本書は、ウェブ進化論の続編となる本です。
本来であればウェブ進化論の方を先に紹介したかったのですが、
手元になかったため続編となる「ウェブ時代をゆく」を今回取り上げてみました。

この本は前編のウェブ進化論とともに、私にとってかなり衝撃的な本でした。
本書に出会ったことで、私の人生は大きく変わったといっても言いすぎではないかもしれません。

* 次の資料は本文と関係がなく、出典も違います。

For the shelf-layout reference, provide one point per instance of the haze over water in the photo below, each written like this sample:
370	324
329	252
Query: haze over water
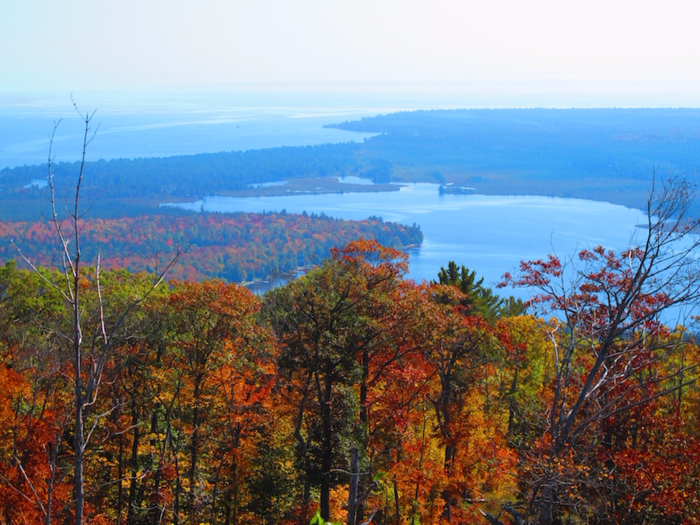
489	234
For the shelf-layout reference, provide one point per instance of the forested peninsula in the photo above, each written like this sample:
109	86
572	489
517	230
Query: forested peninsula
234	247
598	154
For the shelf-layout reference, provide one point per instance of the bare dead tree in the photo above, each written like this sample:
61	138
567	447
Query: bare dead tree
612	308
88	360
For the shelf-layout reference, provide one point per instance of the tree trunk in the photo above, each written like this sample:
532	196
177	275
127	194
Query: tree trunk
352	494
326	447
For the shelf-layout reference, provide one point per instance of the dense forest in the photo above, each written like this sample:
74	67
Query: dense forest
599	154
356	395
234	247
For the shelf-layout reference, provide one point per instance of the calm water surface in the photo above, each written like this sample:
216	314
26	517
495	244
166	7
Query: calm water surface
489	234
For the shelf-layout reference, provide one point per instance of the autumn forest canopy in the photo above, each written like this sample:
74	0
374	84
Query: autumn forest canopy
141	385
357	395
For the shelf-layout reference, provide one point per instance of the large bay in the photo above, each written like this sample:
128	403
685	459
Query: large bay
490	234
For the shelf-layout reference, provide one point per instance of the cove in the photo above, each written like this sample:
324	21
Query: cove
489	234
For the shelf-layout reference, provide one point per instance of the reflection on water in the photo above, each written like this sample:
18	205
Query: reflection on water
490	234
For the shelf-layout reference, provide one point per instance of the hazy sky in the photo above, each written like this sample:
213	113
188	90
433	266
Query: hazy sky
615	45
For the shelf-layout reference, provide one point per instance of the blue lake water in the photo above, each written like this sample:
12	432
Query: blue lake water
489	234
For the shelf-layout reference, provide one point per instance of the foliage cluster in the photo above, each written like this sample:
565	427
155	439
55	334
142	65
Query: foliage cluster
220	407
234	247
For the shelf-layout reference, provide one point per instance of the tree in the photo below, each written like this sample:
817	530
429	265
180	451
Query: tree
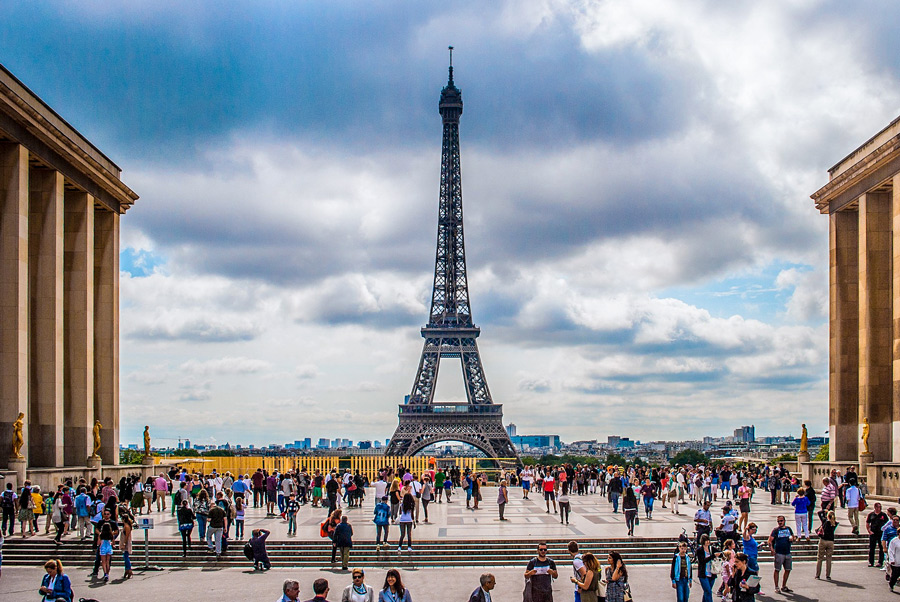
689	456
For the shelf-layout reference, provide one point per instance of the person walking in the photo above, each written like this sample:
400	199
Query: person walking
343	541
629	505
540	573
825	549
393	589
616	578
680	573
185	517
358	590
408	506
780	544
587	586
705	575
483	593
502	498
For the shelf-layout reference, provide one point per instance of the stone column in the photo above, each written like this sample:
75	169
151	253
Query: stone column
79	333
875	322
843	389
106	332
13	292
45	275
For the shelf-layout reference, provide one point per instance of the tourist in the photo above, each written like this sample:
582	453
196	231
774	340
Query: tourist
216	528
616	577
55	585
577	566
894	559
382	522
740	585
680	573
564	505
358	590
541	571
320	589
483	592
751	546
185	517
874	524
290	590
780	544
851	497
587	587
257	543
393	589
705	576
629	505
407	508
343	541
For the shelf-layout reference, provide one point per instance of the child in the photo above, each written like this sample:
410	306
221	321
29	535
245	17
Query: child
291	509
239	517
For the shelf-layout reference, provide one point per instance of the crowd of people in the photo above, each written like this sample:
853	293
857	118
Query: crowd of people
724	547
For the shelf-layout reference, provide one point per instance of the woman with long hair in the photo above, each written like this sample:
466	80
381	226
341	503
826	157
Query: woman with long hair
589	586
393	590
629	505
616	577
826	544
55	585
408	507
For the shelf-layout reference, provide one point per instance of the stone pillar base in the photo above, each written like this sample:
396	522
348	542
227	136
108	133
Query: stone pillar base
18	465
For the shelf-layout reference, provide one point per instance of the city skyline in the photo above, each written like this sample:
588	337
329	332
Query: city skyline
643	254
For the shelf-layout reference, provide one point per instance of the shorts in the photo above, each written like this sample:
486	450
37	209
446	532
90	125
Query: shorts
783	560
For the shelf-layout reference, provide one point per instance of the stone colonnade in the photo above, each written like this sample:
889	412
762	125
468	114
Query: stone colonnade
862	201
60	204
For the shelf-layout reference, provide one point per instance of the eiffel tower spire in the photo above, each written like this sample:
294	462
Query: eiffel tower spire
450	332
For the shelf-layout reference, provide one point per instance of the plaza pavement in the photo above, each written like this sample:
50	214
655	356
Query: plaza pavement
852	581
591	517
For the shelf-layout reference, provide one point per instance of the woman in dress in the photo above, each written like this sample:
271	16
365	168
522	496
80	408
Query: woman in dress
393	590
616	577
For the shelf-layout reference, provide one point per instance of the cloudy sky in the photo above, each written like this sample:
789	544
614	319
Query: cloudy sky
644	257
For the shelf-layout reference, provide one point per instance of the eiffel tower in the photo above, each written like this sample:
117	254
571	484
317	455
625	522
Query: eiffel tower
450	332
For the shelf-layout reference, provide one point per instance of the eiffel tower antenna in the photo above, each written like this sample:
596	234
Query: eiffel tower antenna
450	332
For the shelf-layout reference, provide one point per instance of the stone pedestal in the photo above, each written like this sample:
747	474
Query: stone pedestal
18	465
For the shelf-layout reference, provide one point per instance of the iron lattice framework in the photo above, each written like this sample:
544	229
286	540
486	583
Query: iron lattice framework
450	332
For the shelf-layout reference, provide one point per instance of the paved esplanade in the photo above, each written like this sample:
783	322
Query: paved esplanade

インターネットの出現、ウェブの台頭によって、この10年仕事のやり方や生活スタイルは大きく変わっています。
そんな大きく変化しつつある社会の中で、どのように力強く個として生きていけばよいか、ということを本書は説いています。
そんな時代を生き抜くための指南書です。

個人的には、日本は組織から個の時代に移行しているのではないかと思います。
企業の平均寿命が個人の寿命よりも短くなってしまった今、一生同じ会社で働くことは少なくなってしまいました。
そんな中おのずと個人や小さい組織で、自分たちの好きな商売をやってみよう、独立しようという人も増えてくるのではないでしょうか。

「フリーエージェント社会の到来」という本では、すでにアメリカでは労働人口の4人に1人がフリーエージェントとして活動していると言われています。
これは、インターネット上の発達したサービスを活用することによって、間接業務を削減でき個人レベルの活動範囲が大きくなったためです。
これまで大きな組織でしかできなかったことが、個人レベルでできるようになっています。

最近のはやりとしては、Uストリームなどがあるでしょうか。
今まではテレビ局でしかできなかったサービスを、個人が簡単にできてしまうわけですね。

そのような流れのなかで、数人規模の小さな企業が、今後どんどん増えていくのではないかと思います。
(そして、ゴビーズもそのモデルケースになれればなとも思っています。)

そして本書のもうひとつの大きなテーマは「好きを貫く」というところ。
ウェブの時代になった今、「好きを貫く」ことが可能になりつつあります。
「簡単ではないけど実現可能な夢」(本書 p62)の時代になったわけですね。
好きな仕事を貫き続けていける土壌がインターネットにはあるわけです。

そういう意味で、非常に幸運な時代に生まれてきたと思います。